The responses revealed a mixed bag of positive and negative perceptions of issues facing their businesses, as well as a lack of awareness over other issues, such how to access funding for their endeavours.
Olivia Lynch, a KPMG partner in its private enterprise division, said she was “surprised” to see how optimistic entrepreneurs are given the risks of a hard Brexit. She was also critical of some entrepreneurs, however, for failing to prepare properly for Brexit and others for their failure to understand the breadth of funding options available.

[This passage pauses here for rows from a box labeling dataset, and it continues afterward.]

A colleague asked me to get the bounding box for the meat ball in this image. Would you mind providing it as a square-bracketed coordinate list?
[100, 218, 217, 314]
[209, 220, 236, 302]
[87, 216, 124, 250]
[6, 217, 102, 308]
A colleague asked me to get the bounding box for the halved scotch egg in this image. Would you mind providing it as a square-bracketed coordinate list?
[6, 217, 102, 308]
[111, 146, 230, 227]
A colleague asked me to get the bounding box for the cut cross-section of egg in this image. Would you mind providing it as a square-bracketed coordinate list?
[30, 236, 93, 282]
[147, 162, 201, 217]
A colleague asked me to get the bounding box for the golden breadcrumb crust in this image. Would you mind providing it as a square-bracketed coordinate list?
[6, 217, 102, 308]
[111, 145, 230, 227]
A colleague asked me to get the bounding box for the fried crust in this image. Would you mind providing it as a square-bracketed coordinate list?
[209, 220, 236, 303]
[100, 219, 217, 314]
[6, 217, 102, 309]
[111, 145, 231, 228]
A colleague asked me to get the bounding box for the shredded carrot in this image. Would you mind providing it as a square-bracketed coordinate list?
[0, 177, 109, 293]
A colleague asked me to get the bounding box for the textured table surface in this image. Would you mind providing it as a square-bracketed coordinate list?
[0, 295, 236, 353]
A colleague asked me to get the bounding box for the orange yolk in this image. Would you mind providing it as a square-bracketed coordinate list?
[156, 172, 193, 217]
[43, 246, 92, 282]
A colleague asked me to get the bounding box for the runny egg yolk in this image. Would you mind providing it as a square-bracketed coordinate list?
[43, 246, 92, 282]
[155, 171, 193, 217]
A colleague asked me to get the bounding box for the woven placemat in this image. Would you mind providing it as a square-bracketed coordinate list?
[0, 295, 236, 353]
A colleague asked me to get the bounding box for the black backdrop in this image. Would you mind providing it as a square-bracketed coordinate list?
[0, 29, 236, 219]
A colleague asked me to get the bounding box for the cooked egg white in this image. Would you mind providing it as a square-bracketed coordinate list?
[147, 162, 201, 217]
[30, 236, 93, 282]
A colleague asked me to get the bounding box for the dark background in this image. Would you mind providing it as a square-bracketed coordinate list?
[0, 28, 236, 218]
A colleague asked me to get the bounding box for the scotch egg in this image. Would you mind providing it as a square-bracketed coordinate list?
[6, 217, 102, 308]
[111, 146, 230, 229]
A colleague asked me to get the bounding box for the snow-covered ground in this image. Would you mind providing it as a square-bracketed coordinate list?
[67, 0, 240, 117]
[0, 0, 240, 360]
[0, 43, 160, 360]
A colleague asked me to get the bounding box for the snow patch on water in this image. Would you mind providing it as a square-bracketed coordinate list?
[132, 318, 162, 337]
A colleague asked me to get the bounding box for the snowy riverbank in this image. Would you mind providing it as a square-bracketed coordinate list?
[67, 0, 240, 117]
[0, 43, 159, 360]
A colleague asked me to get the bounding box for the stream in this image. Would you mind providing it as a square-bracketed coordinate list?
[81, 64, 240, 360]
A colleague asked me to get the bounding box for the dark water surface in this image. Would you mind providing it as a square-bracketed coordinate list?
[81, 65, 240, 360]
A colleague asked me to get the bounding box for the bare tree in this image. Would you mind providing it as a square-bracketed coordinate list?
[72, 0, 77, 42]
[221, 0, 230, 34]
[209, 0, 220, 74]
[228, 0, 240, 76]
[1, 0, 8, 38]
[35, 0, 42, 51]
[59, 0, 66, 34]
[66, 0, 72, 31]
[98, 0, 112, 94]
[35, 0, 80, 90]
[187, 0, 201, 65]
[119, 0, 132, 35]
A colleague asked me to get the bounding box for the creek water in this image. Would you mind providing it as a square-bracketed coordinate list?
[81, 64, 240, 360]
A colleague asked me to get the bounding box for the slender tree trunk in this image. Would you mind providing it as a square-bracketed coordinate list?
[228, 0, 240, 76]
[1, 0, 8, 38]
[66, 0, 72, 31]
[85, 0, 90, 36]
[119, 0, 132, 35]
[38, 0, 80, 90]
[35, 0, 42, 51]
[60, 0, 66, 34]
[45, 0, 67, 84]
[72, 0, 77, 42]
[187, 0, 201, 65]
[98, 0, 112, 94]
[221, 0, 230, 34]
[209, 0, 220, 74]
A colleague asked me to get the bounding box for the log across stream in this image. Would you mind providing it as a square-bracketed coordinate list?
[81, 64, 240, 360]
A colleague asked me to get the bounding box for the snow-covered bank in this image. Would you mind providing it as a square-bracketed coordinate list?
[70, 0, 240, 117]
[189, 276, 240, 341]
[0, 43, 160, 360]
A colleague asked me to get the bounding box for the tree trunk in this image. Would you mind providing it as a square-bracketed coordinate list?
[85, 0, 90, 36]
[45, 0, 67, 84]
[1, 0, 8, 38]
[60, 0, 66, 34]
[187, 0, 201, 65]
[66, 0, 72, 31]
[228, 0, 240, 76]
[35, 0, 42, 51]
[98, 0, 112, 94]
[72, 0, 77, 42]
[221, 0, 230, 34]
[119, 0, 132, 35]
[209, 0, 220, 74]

The study found that two-thirds of entrepreneurs expect sales to go up over the next year, with smaller companies and Dublin companies most optimistic. More than four in 10 expect to hire more staff.
The majority fear Brexit will harm their business, but only 17 per cent have done a full Brexit risk analysis, while 60 per cent have done some form of preparation. A third of these incurred higher costs preparing for Brexit.
“A hard Brexit is terrible, but not preparing for it is just as bad,” Ms Lynch warned. “Low-hanging stuff they should be doing [to prepare for Brexit] is not getting done.”
She said Ireland is “awash” with money: “There is a wall of money looking for investments.”
Still, she believes many entrepreneurs, especially those with smaller businesses, are not utilising all options available for various forms of equity and debt financing, as well as liquidity financing options such as invoice discounting.
“There is something to address there . . . Also, as the companies get bigger, we find that sometimes they are so delighted to be able to access funding, they forget to do it on the right terms.”
She said the tax regime for multinationals is in “pretty good shape” and 75 per cent of entrepreneurs say these larger foreign companies get a better overall deal than smaller indigenous companies.
In the upcoming 2020 budget, she said certain reforms for smaller entrepreneurs are a “must have”, such as alignment of personal tax rates for self-employed with PAYE and reform of taxation of capital gains tax and the taxation of dividends.
“Often, entrepreneurs don’t want to keep more of the money for themselves, they want it to reinvest it in the business,” said Ms Lynch.